Epidermal renewal during the treatment of atopic dermatitis lesions: A study coupling line-field confocal optical coherence tomography with artificial intelligence quantifications: LC-OCT reveals new biological markers of AD

Abstract

Objective: This study explores the application of Line-field Confocal Optical Coherence Tomography (LC-OCT) imaging coupled with artificial intelligence (AI)-based algorithms to investigate atopic dermatitis (AD), a common inflammatory dermatosis.

Materials and methods: AD acute and chronic lesions (ADL) were compared to clinically healthy-looking skin (ADNL). LC-OCT was used noninvasively and in real-time to image the skin of AD patients during flare-ups and monitor remissions under topical steroid treatment for 2 weeks. Quantitative parameters were extracted from the images, including morphological and cellular-level markers of epidermal architecture. A novel cellular-level parameter, nuclei "atypia," which quantifies the orderliness of epidermal renewal, was used to highlight abnormal maturation processes.

Results: Compared to healthy skin, AD lesions exhibited significant increases in both epidermal and stratum corneum (SC) thickness, along with a more undulated dermo-epidermal junction (DEJ). Additionally, keratinocyte nuclei (KN) were larger, less compact, and less organized in lesional areas, as indicated by the atypia parameter. A higher degree of atypia was observed in chronic lesions compared to acute ones. Following treatment, all the parameters normalized to levels observed in healthy skin within 2 weeks, mirroring clinical improvements.

Conclusion: This study provides insights into the quantification of epidermal renewal using a noninvasive imaging technique, highlighting differences between ADL/ADNL and acute/chronic lesions. It also presents the AD treatment mechanism, paving the way for future investigations on AD and other skin barrier function-related conditions.
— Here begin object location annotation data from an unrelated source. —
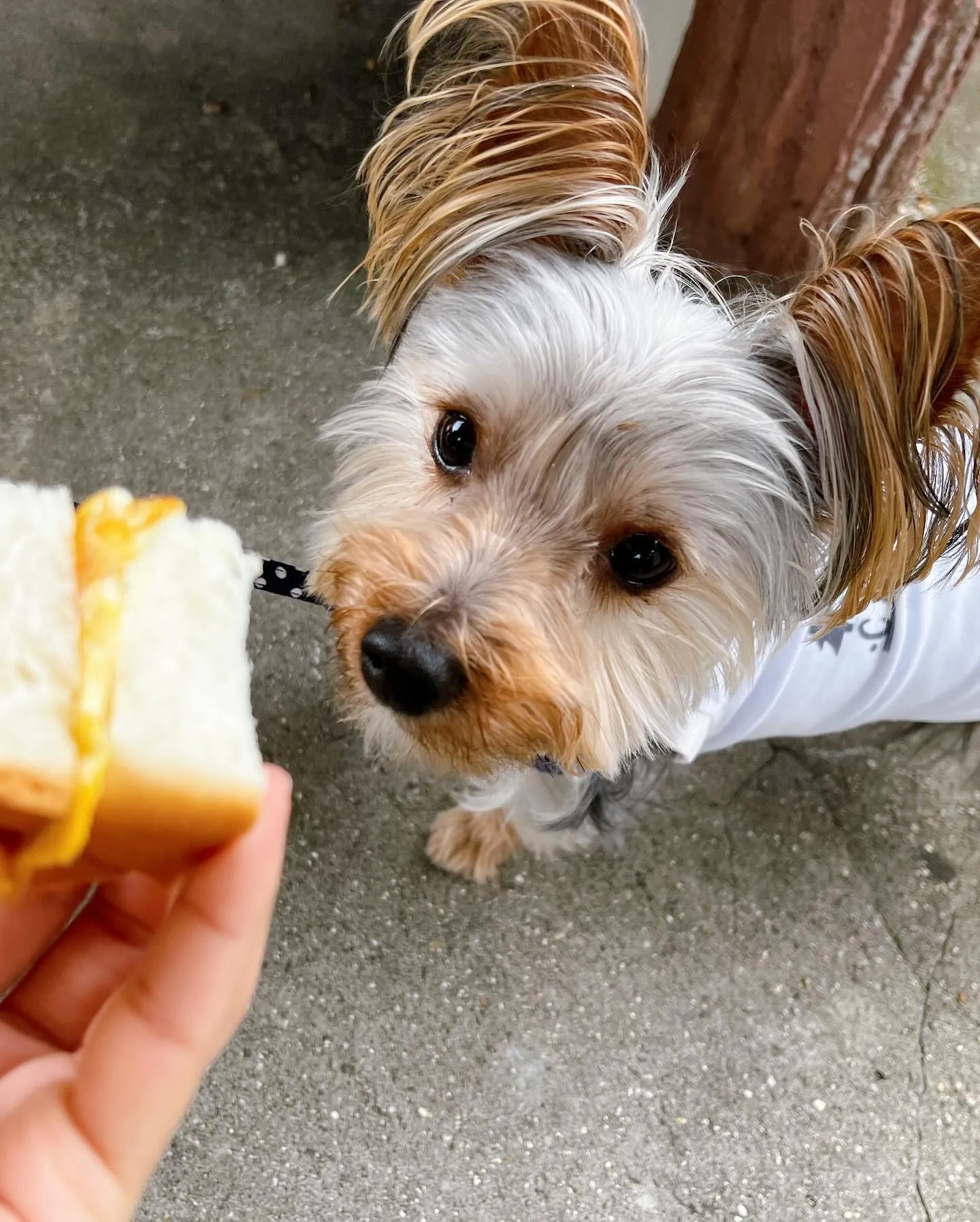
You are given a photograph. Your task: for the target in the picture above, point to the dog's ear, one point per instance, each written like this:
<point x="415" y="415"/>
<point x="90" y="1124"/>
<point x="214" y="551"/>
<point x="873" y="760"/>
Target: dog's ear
<point x="529" y="122"/>
<point x="886" y="339"/>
Keywords: LC‐OCT; artificial intelligence; atopic dermatitis; biomarkers; corticosteroids; epidermis.

FIGURE 1

(A) Macroscopic pictures of ADL and ADNL areas at D00 (ankle, subject 1). (B) Corresponding vertical LC‐OCT cross‐sections (C—D) Corresponding 3D LC‐OCT stacks. Using an AI‐based algorithm, the skin layers have been segmented (green) and in (C) the KN is sorted by size (red, blue, yellow), and in (D) the atypia parameter is calculated. ADL, AD acute and chronic lesions; AI, artificial intelligence; KN, keratinocyte nuclei; LC‐OCT, line‐field confocal optical coherence tomography.

FIGURE 2

Histological metrics (viable epidermis thickness, SC thickness, and DEJ undulation) at baseline and after 7 and 14 days of topical steroids treatment for lesional skin (ADL) and control healthy‐looking areas (ADNL). The stars indicate the effect size (*** very strong, ** strong, *moderate) whenever the p‐value is significant (p‐value < 5%). ADL, AD acute and chronic lesions; DEJ, dermal–epidermal junction; SC, stratum corneum.

FIGURE 3

Layer‐by‐layer analysis of KN volume, compactness, and atypia for ADL and ADNL areas, from the top of the viable epidermis (layer 0) to deeper levels. The three parameters are represented at baseline (left) and after one (middle) and 2 weeks (right) of treatment. The stars indicate the effect size (*** very strong, ** strong, *moderate,—weak) when the p‐value is significant (< 5%). ADL, AD acute and chronic lesions; KN, keratinocyte nuclei.

FIGURE 4

KN atypia for ADL and ADNL at different layers of the epidermis from top (0) to bottom (12). Atypia is represented at D00 (acute N = 16/chronic N = 6), D07 (acute N = 16/chronic N = 4), and D14 (acute N = 15/chronic N = 3), after the beginning of topical steroid treatment. Statistics compared acute versus chronic lesions at D00 and D07. At D14, the number of chronic lesions no longer allowed for a robust conclusion. The stars indicate the effect size (*** very strong, ** strong, *moderate) whenever the p‐value is significant (p‐value < 5%). ADL, AD acute and chronic lesions; KN, keratinocyte nuclei.